Rust criticism from a Rustacean
I've been using Rust for a little over three years now and I absolutely love it. Rust makes good on a lot of it's promises. Rust makes highly reliable software, makes concurrency and parrallel code much easier to reason about, and will make you a better programmer even on those occasions that you write some code in another language. I could continue heaping praise. But that's not the point of this post. No, this post is about taking an honest look at what I think are a few of Rust's shortcomings. Or at the very least, things that I wish had been done a little differently in the early days and which are now pretty firmly entrenched and thus difficult to fix.
1. std
calls into libc
Sometimes you want, or need, to call into some really low level functionality
provided by the OS. Rust is a systems programming language after all. You might
be surprised just how often the official or semi-blessed solution is calling into
Libc under the hood. I was when I looked at it. This has a number of implications.
It's difficult to build a system completely with Rust because std requires libc.
The Redox project had to write their own libc, in Rust, in order to solve that
chicken and egg problem. They still aren't self hosting and a lot of the reason
revolves around porting rustc itself, which depends on std
(and thus libc.
If you poke around in the source code of any give libc implementation (I recommend
either the NetBSD code base or Musl) then what you tend to see after a while is
that a huge amount of the provided functionality is a thin wrapper around the
syscall interface. When you start doing low level but not quite embedded sorts
of programming in Rust, you quickly discover that not all of those system call
wrappers are provided by std
. In fact, there isn't even a way to make syscalls
using std
. More on that later.
There have been a couple of abortive attempts to change this by creating a version
of std
that is freestanding from libc. They have mostly come to nothing because
there hasn't been enough community interest to sustain a project of that magnitude.

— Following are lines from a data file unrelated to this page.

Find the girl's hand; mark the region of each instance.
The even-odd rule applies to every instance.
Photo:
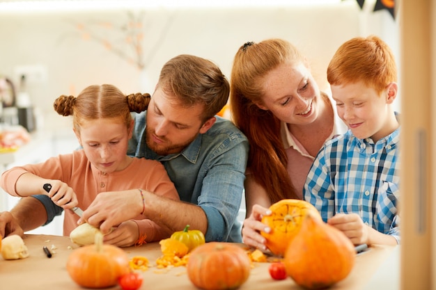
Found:
[[[262,223],[260,220],[264,216],[271,214],[271,211],[258,204],[254,204],[250,216],[244,220],[242,225],[242,241],[251,247],[258,248],[263,250],[267,250],[266,239],[260,234],[260,232],[270,232],[271,229]]]
[[[55,204],[63,209],[71,209],[78,204],[77,196],[68,184],[60,180],[49,180],[47,182],[52,187],[48,193],[45,192]]]

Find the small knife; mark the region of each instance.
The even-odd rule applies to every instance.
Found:
[[[75,207],[72,209],[70,209],[72,211],[74,211],[77,216],[81,216],[84,215],[84,211],[81,210],[80,207]]]
[[[50,189],[52,189],[52,184],[44,184],[44,186],[42,186],[42,188],[44,188],[44,190],[45,191],[47,191],[47,193],[50,191]],[[81,216],[84,214],[84,211],[81,210],[81,209],[80,207],[75,207],[72,209],[70,209],[75,214],[76,214],[77,216],[80,216],[81,218]]]

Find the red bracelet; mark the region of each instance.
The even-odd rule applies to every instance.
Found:
[[[146,200],[143,198],[143,193],[142,193],[142,189],[138,188],[139,191],[139,193],[141,193],[141,197],[142,198],[142,212],[141,214],[143,214],[144,211],[146,211]]]

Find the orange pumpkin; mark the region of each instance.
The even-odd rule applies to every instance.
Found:
[[[75,250],[67,260],[67,271],[79,285],[86,288],[106,288],[117,284],[118,278],[130,272],[129,258],[120,248],[103,245],[101,234],[95,243]]]
[[[281,200],[270,207],[271,215],[262,218],[262,223],[271,232],[260,234],[267,240],[266,245],[274,254],[283,256],[288,243],[298,234],[302,222],[308,213],[322,220],[318,211],[310,203],[301,200]]]
[[[286,273],[298,285],[320,289],[345,278],[355,265],[351,241],[340,230],[309,214],[284,257]]]
[[[230,243],[210,242],[189,254],[188,277],[205,290],[235,289],[247,281],[251,269],[246,252]]]

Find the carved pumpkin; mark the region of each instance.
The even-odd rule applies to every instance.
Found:
[[[345,278],[355,265],[351,241],[340,230],[306,216],[284,257],[286,273],[308,289],[327,288]]]
[[[281,200],[270,207],[271,215],[262,218],[262,223],[271,232],[260,234],[267,240],[266,245],[274,254],[283,256],[288,243],[298,234],[302,222],[308,213],[322,220],[318,211],[310,203],[301,200]]]
[[[210,242],[189,254],[187,271],[189,280],[205,290],[235,289],[247,281],[250,259],[246,252],[230,243]]]
[[[75,250],[67,261],[71,278],[86,288],[106,288],[117,284],[117,280],[130,272],[129,258],[120,248],[103,245],[103,236],[95,235],[95,243]]]

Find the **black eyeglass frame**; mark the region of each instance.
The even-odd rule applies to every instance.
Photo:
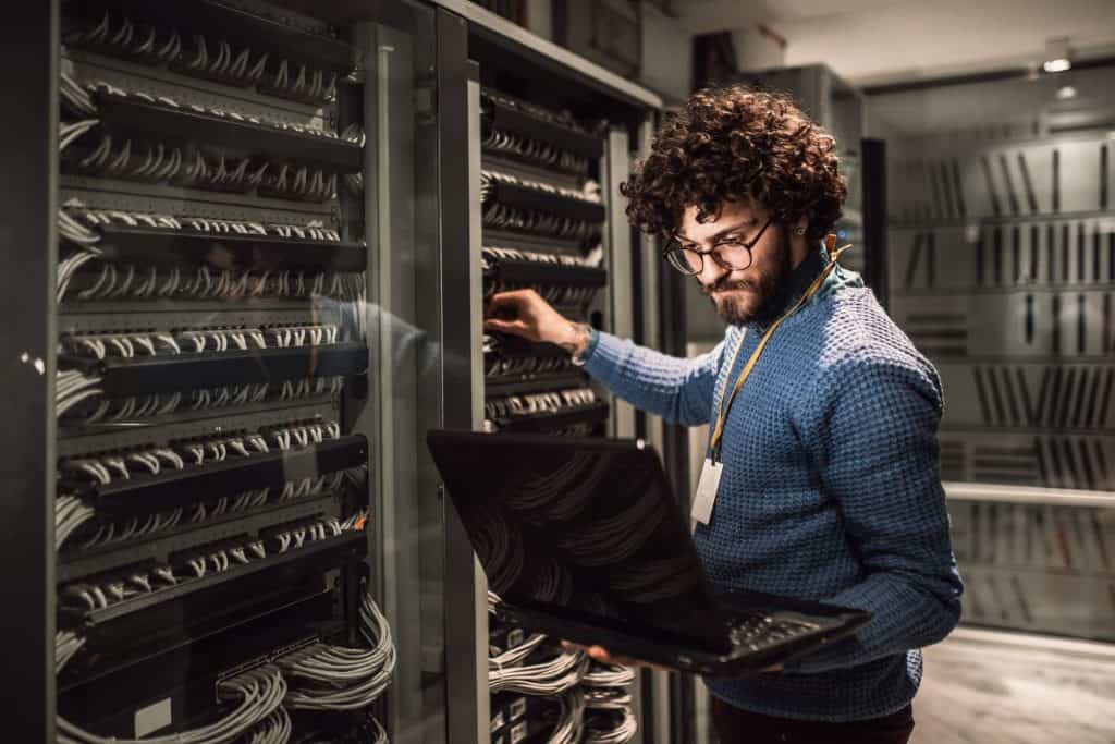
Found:
[[[705,270],[705,257],[706,255],[711,257],[712,260],[716,261],[717,265],[719,265],[721,269],[727,269],[728,271],[744,271],[745,269],[749,269],[750,265],[755,262],[755,255],[753,253],[753,250],[754,250],[755,245],[757,245],[758,242],[763,239],[763,234],[766,232],[767,228],[770,226],[772,222],[774,222],[774,220],[770,220],[770,219],[768,219],[766,222],[764,222],[763,226],[759,228],[759,231],[758,231],[758,233],[756,233],[755,238],[752,238],[749,241],[733,242],[733,243],[721,243],[721,244],[718,244],[718,245],[714,245],[712,248],[710,248],[708,250],[701,250],[701,249],[698,249],[698,248],[686,248],[678,240],[677,235],[673,235],[673,236],[670,238],[669,242],[666,244],[666,248],[662,249],[662,258],[676,271],[678,271],[679,273],[686,274],[687,277],[696,277],[697,274],[699,274],[701,271]],[[730,244],[730,245],[734,245],[734,247],[735,245],[741,245],[744,249],[746,249],[746,251],[747,251],[747,263],[745,265],[734,265],[734,264],[728,263],[727,261],[725,261],[724,258],[721,255],[719,255],[719,251],[721,250],[721,247],[723,245],[727,245],[727,244]],[[696,253],[697,255],[700,257],[700,265],[697,267],[696,271],[692,271],[690,269],[682,269],[681,268],[682,264],[685,264],[687,267],[689,265],[689,262],[686,261],[686,259],[685,259],[685,253],[686,252]],[[680,263],[679,262],[675,262],[670,258],[671,253],[679,254],[679,261],[680,261]]]

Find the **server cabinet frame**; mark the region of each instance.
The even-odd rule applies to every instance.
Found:
[[[531,65],[582,86],[593,95],[610,97],[646,112],[661,102],[638,86],[595,67],[568,50],[462,0],[435,0],[437,21],[437,97],[439,189],[442,193],[442,277],[439,281],[444,346],[447,428],[477,429],[484,421],[484,375],[479,349],[482,308],[481,210],[481,70],[477,55],[488,59],[524,59]],[[601,95],[603,94],[603,95]],[[459,114],[457,114],[459,112]],[[602,241],[612,277],[604,298],[609,326],[623,336],[640,332],[633,303],[642,297],[633,284],[632,265],[644,249],[633,240],[623,215],[619,183],[630,168],[631,152],[649,144],[649,118],[632,133],[613,127],[605,135],[601,158],[601,189],[607,195],[609,222]],[[634,136],[632,136],[632,134]],[[467,143],[463,146],[464,143]],[[462,203],[460,194],[468,194]],[[456,196],[456,199],[454,199]],[[653,323],[657,323],[657,315]],[[619,406],[617,406],[619,407]],[[613,413],[609,432],[636,435],[636,414],[628,407]],[[661,442],[656,442],[660,445]],[[447,741],[475,744],[491,737],[487,682],[487,582],[452,504],[445,506],[446,706]],[[638,698],[638,695],[636,695]],[[640,738],[636,741],[642,741]]]
[[[0,202],[0,334],[7,389],[0,434],[0,559],[4,591],[19,601],[0,613],[10,645],[7,735],[19,742],[55,737],[55,337],[58,112],[57,2],[20,7],[0,31],[0,79],[11,106],[2,152],[8,170]],[[47,126],[43,126],[47,123]]]

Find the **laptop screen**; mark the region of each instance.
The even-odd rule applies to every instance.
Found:
[[[724,650],[725,624],[652,450],[633,442],[430,432],[492,591],[649,640]]]

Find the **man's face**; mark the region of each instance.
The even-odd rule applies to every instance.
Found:
[[[750,202],[725,202],[716,219],[708,222],[698,222],[697,212],[696,206],[686,209],[677,239],[685,248],[702,251],[750,243],[768,218],[766,210]],[[696,278],[720,318],[741,326],[773,319],[791,269],[788,234],[783,225],[772,223],[752,249],[752,264],[747,269],[726,269],[711,255],[705,255]]]

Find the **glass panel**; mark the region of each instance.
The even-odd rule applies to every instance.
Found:
[[[889,309],[944,386],[941,475],[963,499],[950,512],[969,622],[1115,628],[1111,80],[871,100],[890,155]]]
[[[445,740],[443,504],[425,433],[440,421],[434,13],[400,3],[400,27],[353,25],[365,52],[369,334],[376,339],[379,577],[398,665],[388,695],[392,741]],[[434,218],[434,219],[432,219]]]

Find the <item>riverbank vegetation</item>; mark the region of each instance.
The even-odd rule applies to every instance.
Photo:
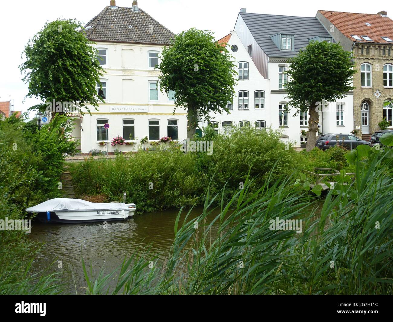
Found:
[[[393,145],[392,136],[384,144]],[[318,215],[307,187],[293,184],[296,174],[274,181],[268,176],[254,191],[248,178],[227,202],[225,187],[212,197],[208,188],[199,217],[178,227],[179,212],[163,262],[142,250],[119,271],[98,277],[84,264],[87,293],[392,294],[393,178],[386,170],[393,153],[360,146],[345,155],[356,180],[342,171]],[[208,222],[215,200],[220,213]],[[302,219],[301,233],[272,229],[277,217]]]
[[[25,209],[61,197],[58,189],[64,158],[76,142],[67,137],[66,118],[59,116],[38,131],[36,123],[11,116],[0,121],[0,219],[28,219]],[[3,228],[5,229],[5,228]],[[0,294],[59,293],[56,274],[32,274],[40,246],[24,231],[0,230]],[[58,281],[57,281],[58,282]]]

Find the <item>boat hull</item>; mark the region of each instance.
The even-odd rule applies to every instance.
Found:
[[[42,223],[92,223],[124,220],[129,218],[130,212],[127,210],[62,210],[39,213],[37,217]]]

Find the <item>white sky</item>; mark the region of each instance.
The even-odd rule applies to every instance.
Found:
[[[2,0],[0,4],[0,101],[13,100],[15,110],[25,112],[40,102],[26,98],[27,85],[18,66],[28,40],[47,21],[75,18],[87,23],[110,0]],[[120,7],[131,7],[132,0],[116,0]],[[376,13],[387,11],[393,17],[393,2],[375,0],[294,1],[281,0],[139,0],[140,7],[173,32],[191,27],[207,29],[219,39],[229,33],[239,9],[247,12],[315,17],[318,9]],[[31,117],[32,114],[31,114]]]

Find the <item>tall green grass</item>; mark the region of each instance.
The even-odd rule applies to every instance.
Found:
[[[208,189],[197,218],[189,220],[189,211],[178,227],[184,210],[179,212],[164,262],[143,251],[125,261],[119,275],[118,285],[133,287],[111,287],[102,272],[86,276],[88,285],[96,285],[88,293],[392,294],[393,180],[384,166],[390,151],[365,157],[361,152],[353,162],[356,183],[347,182],[343,172],[320,213],[314,198],[294,186],[290,177],[272,181],[268,176],[254,191],[248,178],[228,202],[225,187],[213,196]],[[216,201],[220,213],[208,222]],[[269,221],[277,217],[303,219],[302,233],[270,230]]]

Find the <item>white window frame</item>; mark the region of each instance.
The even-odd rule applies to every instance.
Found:
[[[134,124],[124,124],[124,121],[134,121]],[[130,138],[125,138],[124,137],[124,127],[125,126],[130,126],[130,127],[131,127],[132,126],[132,127],[134,127],[134,140],[130,140]],[[129,141],[129,142],[132,142],[133,141],[135,141],[135,140],[136,140],[136,139],[135,139],[135,119],[134,119],[134,118],[123,118],[123,138],[124,139],[124,140],[125,141]]]
[[[386,121],[390,123],[390,126],[389,127],[393,127],[393,102],[388,99],[385,100],[384,101],[384,104],[386,101],[391,102],[391,103],[387,106],[383,107],[383,110],[382,112],[382,118],[385,118]],[[386,111],[386,116],[384,117],[384,112]],[[390,111],[390,113],[389,112]]]
[[[309,126],[309,113],[307,112],[300,111],[299,114],[300,114],[300,126],[308,127]]]
[[[386,70],[385,70],[385,68]],[[390,70],[389,70],[390,69]],[[385,78],[386,75],[386,86],[385,86]],[[384,87],[386,88],[393,87],[393,64],[385,64],[384,65]],[[389,86],[389,83],[390,86]]]
[[[369,67],[370,70],[367,68]],[[362,69],[364,68],[364,69]],[[367,85],[367,81],[369,77],[370,85]],[[364,85],[362,85],[362,81],[364,80]],[[360,65],[360,86],[362,87],[372,87],[373,86],[373,66],[368,63],[364,63]]]
[[[262,122],[263,122],[263,126],[262,126]],[[259,126],[257,125],[258,125],[258,122],[259,123]],[[263,130],[266,129],[266,121],[264,121],[263,120],[258,120],[257,121],[255,121],[255,129],[257,132],[261,132]]]
[[[148,50],[147,51],[147,66],[151,69],[154,69],[154,67],[150,66],[150,59],[153,58],[154,59],[156,59],[155,57],[151,57],[149,54],[150,53],[152,53],[157,54],[157,64],[158,65],[160,62],[158,61],[158,56],[160,55],[160,52],[158,50]]]
[[[286,103],[280,103],[278,105],[278,125],[281,127],[288,127],[288,112],[285,111]]]
[[[241,93],[242,93],[241,97],[240,97]],[[244,96],[245,93],[247,93],[246,98]],[[246,100],[247,101],[246,103]],[[241,110],[242,110],[250,109],[250,93],[248,90],[239,90],[238,92],[237,92],[237,101],[238,109]],[[241,102],[241,104],[243,107],[242,108],[240,107]],[[244,107],[244,104],[246,104],[247,105],[247,107],[246,109]]]
[[[150,121],[158,121],[158,124],[150,124]],[[160,140],[160,132],[161,132],[160,129],[160,126],[161,126],[161,121],[160,121],[160,119],[158,119],[158,118],[149,118],[149,121],[148,122],[148,128],[147,128],[147,135],[148,135],[148,136],[149,137],[149,141],[159,141]],[[156,126],[156,127],[158,127],[158,139],[157,139],[157,140],[154,140],[154,139],[150,139],[150,134],[149,133],[149,130],[150,130],[150,127],[151,126]]]
[[[240,64],[241,64],[242,67],[240,67]],[[247,64],[247,68],[244,67],[244,64]],[[238,73],[238,80],[239,81],[248,81],[250,79],[250,70],[249,70],[249,68],[250,67],[250,65],[248,64],[248,62],[247,61],[239,61],[237,63],[237,73]],[[244,71],[247,70],[247,78],[244,78]],[[240,72],[240,71],[242,71],[242,72]],[[242,75],[242,78],[240,78],[241,74]]]
[[[105,121],[105,123],[107,123],[108,122],[108,121],[109,121],[109,119],[107,119],[107,118],[97,118],[97,119],[96,119],[96,120],[95,120],[95,129],[96,129],[96,131],[97,131],[97,128],[99,126],[102,127],[104,127],[104,124],[99,124],[99,125],[98,124],[98,121]],[[97,133],[96,133],[96,134],[95,134],[95,139],[96,140],[96,142],[101,142],[102,141],[104,141],[104,142],[105,142],[107,141],[109,141],[109,129],[107,129],[107,138],[108,138],[108,140],[97,140]]]
[[[108,66],[109,65],[109,64],[108,64],[108,48],[105,48],[105,47],[97,47],[96,48],[95,48],[95,50],[97,51],[97,56],[99,56],[99,56],[105,56],[105,58],[107,59],[107,63],[105,64],[104,64],[104,65],[101,65],[101,63],[100,63],[100,66],[101,66],[101,67],[103,67],[103,68],[107,68]],[[98,55],[98,50],[105,50],[105,55]],[[101,61],[100,61],[98,58],[97,59],[98,59],[98,61],[100,62],[101,63]]]
[[[147,82],[147,83],[148,83],[148,84],[149,85],[149,86],[148,86],[148,88],[147,88],[147,90],[149,91],[149,92],[148,92],[148,94],[149,95],[149,101],[150,101],[150,102],[158,102],[158,101],[159,100],[159,99],[160,98],[159,97],[159,93],[158,93],[158,81],[154,81],[154,80],[151,80],[151,81],[149,81]],[[151,91],[151,90],[153,89],[152,88],[150,88],[150,84],[153,84],[154,83],[156,83],[156,86],[157,86],[157,99],[152,99],[150,97],[150,91]]]
[[[342,120],[341,116],[342,116]],[[344,115],[343,103],[337,103],[336,104],[336,124],[337,126],[345,126],[345,118]]]
[[[263,94],[261,96],[261,93]],[[259,107],[257,107],[258,104]],[[261,107],[261,106],[263,107]],[[264,110],[265,107],[265,91],[264,90],[255,90],[254,92],[254,109],[255,110]]]
[[[288,82],[288,76],[286,74],[288,68],[286,66],[278,66],[278,89],[286,89],[286,83]],[[285,82],[284,82],[285,80]],[[281,83],[280,83],[280,81]]]
[[[217,132],[217,134],[220,134],[220,123],[215,121],[213,121],[209,122],[209,124],[211,125],[213,130],[215,132]]]
[[[101,84],[102,84],[102,82],[105,82],[105,87],[103,87],[103,88],[105,88],[105,93],[106,93],[105,97],[105,98],[104,99],[104,101],[107,101],[107,100],[108,100],[108,98],[109,96],[109,92],[108,91],[108,79],[104,79],[103,78],[103,79],[100,79],[99,80],[99,82],[100,83],[101,83]],[[98,96],[98,90],[100,88],[98,86],[98,82],[97,82],[97,86],[96,87],[97,87],[97,96]]]

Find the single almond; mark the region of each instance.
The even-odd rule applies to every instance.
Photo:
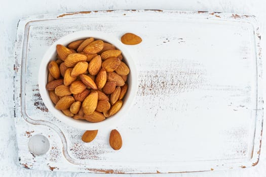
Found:
[[[98,89],[101,89],[103,87],[105,83],[106,83],[107,76],[106,71],[102,68],[95,78],[95,83]]]
[[[91,142],[97,136],[98,130],[87,130],[86,131],[81,138],[82,140],[85,143]]]
[[[81,74],[80,75],[80,78],[85,85],[92,89],[97,90],[97,86],[95,82],[94,82],[90,76],[85,74]]]
[[[113,129],[110,133],[109,138],[110,146],[115,150],[118,150],[122,147],[122,138],[121,135],[116,129]]]
[[[54,91],[49,91],[49,97],[54,104],[56,104],[58,101],[59,101],[59,98],[55,94]]]
[[[88,65],[87,62],[79,62],[73,68],[70,74],[71,76],[77,77],[79,75],[85,73],[88,69]]]
[[[60,77],[59,67],[57,63],[54,61],[51,61],[48,65],[48,69],[52,76],[58,79]]]
[[[91,93],[82,103],[83,112],[86,115],[92,114],[95,110],[98,103],[98,93]]]
[[[101,66],[102,65],[102,60],[101,56],[98,55],[94,57],[89,64],[88,70],[89,73],[92,75],[95,75],[101,69]]]
[[[111,94],[111,96],[110,96],[110,102],[111,102],[112,105],[116,103],[118,100],[121,92],[121,88],[119,86],[118,86],[116,88],[115,91]]]
[[[112,105],[109,110],[109,115],[110,116],[116,114],[122,107],[123,101],[122,100],[118,101],[113,105]]]
[[[121,76],[114,72],[107,73],[107,80],[115,82],[118,86],[123,86],[125,84],[125,82]]]
[[[86,60],[86,55],[79,53],[72,54],[68,55],[65,59],[65,65],[68,67],[73,67],[78,62]]]
[[[72,42],[70,42],[67,47],[69,49],[77,49],[79,48],[79,46],[85,40],[78,40],[74,41]]]
[[[94,41],[94,39],[93,37],[90,37],[86,39],[85,40],[82,42],[82,43],[81,43],[77,51],[78,52],[83,51],[83,50],[84,50],[84,48],[85,48],[87,46],[88,46],[90,43],[91,43],[93,41]]]
[[[94,111],[89,115],[85,114],[85,119],[91,122],[99,122],[104,120],[105,117],[102,113]]]
[[[75,114],[79,112],[81,106],[81,102],[80,101],[74,102],[71,105],[69,110],[72,113]]]
[[[102,60],[105,60],[110,57],[117,57],[121,54],[121,51],[117,49],[111,49],[103,52],[101,54]]]
[[[71,95],[71,92],[69,91],[69,86],[65,86],[64,84],[57,86],[55,89],[55,93],[58,97],[64,97]]]
[[[56,45],[56,51],[57,52],[59,59],[63,61],[65,61],[66,57],[72,53],[69,49],[61,45]]]
[[[79,101],[80,102],[83,102],[89,93],[90,90],[85,89],[80,93],[78,94],[73,94],[73,97],[74,97],[75,100],[77,101]]]
[[[121,37],[121,42],[127,45],[136,45],[142,41],[140,37],[131,33],[126,33]]]
[[[105,94],[110,94],[116,90],[116,82],[107,81],[102,88],[102,92]]]
[[[100,100],[98,102],[96,110],[100,112],[106,112],[111,107],[110,103],[107,101]]]
[[[129,68],[123,62],[121,62],[120,65],[116,69],[116,72],[120,75],[127,75],[129,72],[130,72]]]
[[[102,63],[102,67],[107,72],[113,72],[120,65],[121,62],[117,57],[111,57],[104,60]]]
[[[62,79],[53,80],[46,84],[46,89],[48,91],[53,91],[58,85],[61,85],[64,83],[64,80]]]
[[[62,97],[56,103],[55,108],[61,110],[68,109],[74,101],[75,100],[73,97],[70,96],[64,96]]]
[[[96,54],[103,49],[103,41],[101,40],[97,40],[90,43],[83,50],[85,53],[88,54]]]

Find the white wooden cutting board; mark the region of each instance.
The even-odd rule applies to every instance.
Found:
[[[134,106],[116,127],[91,143],[46,108],[39,92],[42,58],[55,41],[83,30],[120,38],[137,63]],[[20,164],[41,170],[103,173],[198,171],[254,166],[263,118],[260,36],[253,16],[203,12],[115,11],[27,17],[18,23],[14,64]],[[44,68],[46,67],[44,66]],[[108,144],[116,128],[123,140]],[[36,156],[29,140],[42,135],[48,152]]]

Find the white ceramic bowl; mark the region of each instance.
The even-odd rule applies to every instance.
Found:
[[[123,105],[121,109],[116,114],[100,122],[91,123],[85,120],[75,120],[67,117],[60,111],[55,108],[54,104],[51,101],[48,91],[46,89],[48,74],[48,65],[51,60],[56,57],[56,45],[58,44],[67,45],[71,41],[84,39],[88,37],[101,39],[111,43],[122,52],[123,61],[127,64],[130,69],[128,78],[128,92],[124,98]],[[102,128],[113,128],[119,125],[122,119],[127,118],[127,114],[133,104],[138,87],[138,74],[133,59],[125,49],[125,46],[119,40],[111,36],[111,34],[95,31],[82,31],[74,32],[66,35],[55,42],[48,49],[43,58],[39,69],[39,86],[40,92],[45,105],[56,118],[69,126],[77,128],[92,130]]]

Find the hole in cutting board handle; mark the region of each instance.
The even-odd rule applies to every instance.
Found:
[[[44,136],[36,135],[30,138],[28,146],[30,152],[34,155],[40,155],[48,151],[50,143],[47,138]]]

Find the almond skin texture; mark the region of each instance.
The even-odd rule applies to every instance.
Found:
[[[54,78],[57,79],[60,77],[59,67],[55,61],[51,61],[49,63],[48,69],[50,73]]]
[[[116,129],[113,129],[110,133],[109,138],[110,146],[115,150],[118,150],[122,147],[122,138],[119,132]]]
[[[107,80],[115,82],[118,86],[123,86],[125,84],[125,82],[121,76],[113,72],[107,73]]]
[[[64,76],[64,84],[65,86],[69,85],[72,82],[77,79],[77,77],[71,77],[71,72],[72,72],[72,68],[68,68],[65,72]]]
[[[123,102],[121,100],[118,101],[112,105],[109,110],[109,115],[110,116],[116,114],[122,107]]]
[[[71,76],[74,77],[85,73],[88,69],[88,65],[89,64],[88,64],[87,62],[79,62],[73,68],[71,72]]]
[[[121,37],[121,42],[127,45],[136,45],[142,41],[142,39],[136,34],[128,33]]]
[[[67,96],[62,97],[55,105],[55,108],[59,110],[64,110],[69,108],[75,100],[73,97]]]
[[[92,75],[95,75],[101,69],[102,60],[101,56],[98,55],[94,57],[90,62],[88,67],[89,73]]]
[[[90,90],[85,89],[79,94],[73,94],[73,97],[74,97],[75,100],[77,101],[79,101],[80,102],[83,102],[89,93]]]
[[[59,101],[59,97],[55,94],[54,91],[49,91],[49,96],[51,100],[54,104],[56,104]]]
[[[82,42],[82,43],[81,43],[80,46],[79,46],[79,48],[77,50],[77,51],[83,51],[84,48],[85,48],[85,47],[86,47],[87,46],[88,46],[90,43],[93,42],[93,41],[94,41],[94,39],[93,37],[90,37],[86,39],[85,40]]]
[[[89,94],[82,103],[83,112],[86,115],[91,114],[94,112],[98,103],[98,93],[93,92]]]
[[[76,50],[79,48],[79,46],[85,40],[79,40],[74,41],[67,46],[69,49],[72,49]]]
[[[91,142],[97,136],[98,130],[87,130],[86,131],[81,138],[82,140],[85,143]]]
[[[66,57],[72,53],[69,49],[61,45],[57,45],[56,46],[56,51],[57,52],[59,59],[63,61],[65,61]]]
[[[53,80],[46,84],[46,89],[48,91],[54,91],[58,85],[62,85],[64,83],[63,79],[57,79]]]
[[[57,86],[55,89],[55,93],[57,96],[61,97],[71,95],[69,87],[64,84]]]
[[[107,81],[102,88],[102,92],[105,94],[110,94],[116,90],[116,82]]]
[[[78,94],[86,89],[86,85],[80,80],[76,80],[72,82],[69,87],[71,94]]]
[[[116,72],[120,75],[127,75],[129,74],[130,71],[128,66],[123,62],[121,62],[120,65],[116,69]]]
[[[105,119],[105,117],[102,113],[94,111],[90,115],[85,114],[85,118],[91,122],[99,122]]]
[[[85,85],[92,89],[97,90],[97,86],[95,82],[94,82],[93,80],[92,80],[90,76],[85,74],[81,74],[80,75],[80,78]]]
[[[96,54],[100,52],[103,49],[103,41],[100,40],[97,40],[90,43],[84,49],[83,51],[88,54]]]
[[[100,112],[106,112],[111,107],[111,105],[108,101],[100,100],[98,102],[96,110]]]
[[[81,106],[81,102],[80,101],[77,101],[73,103],[70,106],[70,108],[69,109],[70,112],[73,114],[75,114],[79,112]],[[72,116],[71,116],[72,117]]]
[[[65,59],[65,65],[68,67],[73,67],[78,62],[86,60],[86,55],[78,53],[72,54],[68,55]]]
[[[106,51],[101,54],[102,60],[105,60],[110,57],[117,57],[121,54],[121,51],[117,49],[111,49]]]
[[[121,62],[117,57],[111,57],[104,60],[102,64],[102,67],[107,72],[115,71],[120,65]]]
[[[106,83],[106,71],[102,68],[95,78],[95,83],[98,89],[102,89]]]
[[[117,86],[117,88],[116,88],[115,91],[111,93],[111,96],[110,97],[111,105],[113,105],[118,100],[121,92],[121,88],[120,86]]]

I find this kind of sad. I also want to contrast this with Zig, whose standard
library not only doesn't rely on libc but also provides a syscall interface to
the programmer.
2. Making syscalls in Rust
There is no official way to make syscalls in Rust, but there are crates on crates.io
which can provide this functionality. So let's look at the first one which pops
up when one does a search on crates.io, the
aptly names syscall
crate. The syscall
crate was last updated 7 years ago. The
repository no longer exists. It supports the following platforms.
- x86 Linux
- x86_64 Linux
- x86_64 freebsd
- armeabi Linux
- x86_64 MacOS
Wow, so no updates in 7 years, and that is a really short list of supported platforms!
Having explored this space previously, I happen to know that the sc
crate was
forked from the syscall
crate a pretty long time ago when the latter became
abandoned by it's author. It also has a much longer list of supported platforms.
- x86 Linux
- x86_64 Linux
- x86_64 FreeBSD
- x86_64 MacOS
- armeabi Linux
- aarch64 Linux
- aarch64 MacOS
- mips and mips64 Linux
- powerpc and powerpc64 Linux
- riscv64 Linux
- sparc64 Linux
Ok, so that list is much better. It's literally twice as long. If you're paying
attention you'll no doubt have noticed that Linux is the only OS getting much
in the way of love here, though. If you're using FreeBSD on anything other than
x86_64 you're still out in the cold, and if you care about NetBSD, OpenBSD or
Solaris you're just plain SOL. Your only recourse at that point is to either call
into inline assembly or to use the libc
crate. I don't consider that a good
state of affairs for a systems programming language. Your systems programming
language should be capable of interop with other languages but probably shouldn't
require calling into C just to provide full functionality, such as interacting
with the kernel.
3. The crates ecosystem is based on GitHub and has a flat namespace
Ok, so part of this calls back into the previous section. Remember the (abandoned)
syscall
crate? The fact that anyone can publish on crates.io and then subsequently
abandon their crate means that over time these situations are coming up more and
more. This is something that I am far from the only person criticizing, so please
can we have namespaced crates already? Pretty please, with sugar on top? This was
a laughably bad design choice right from the start.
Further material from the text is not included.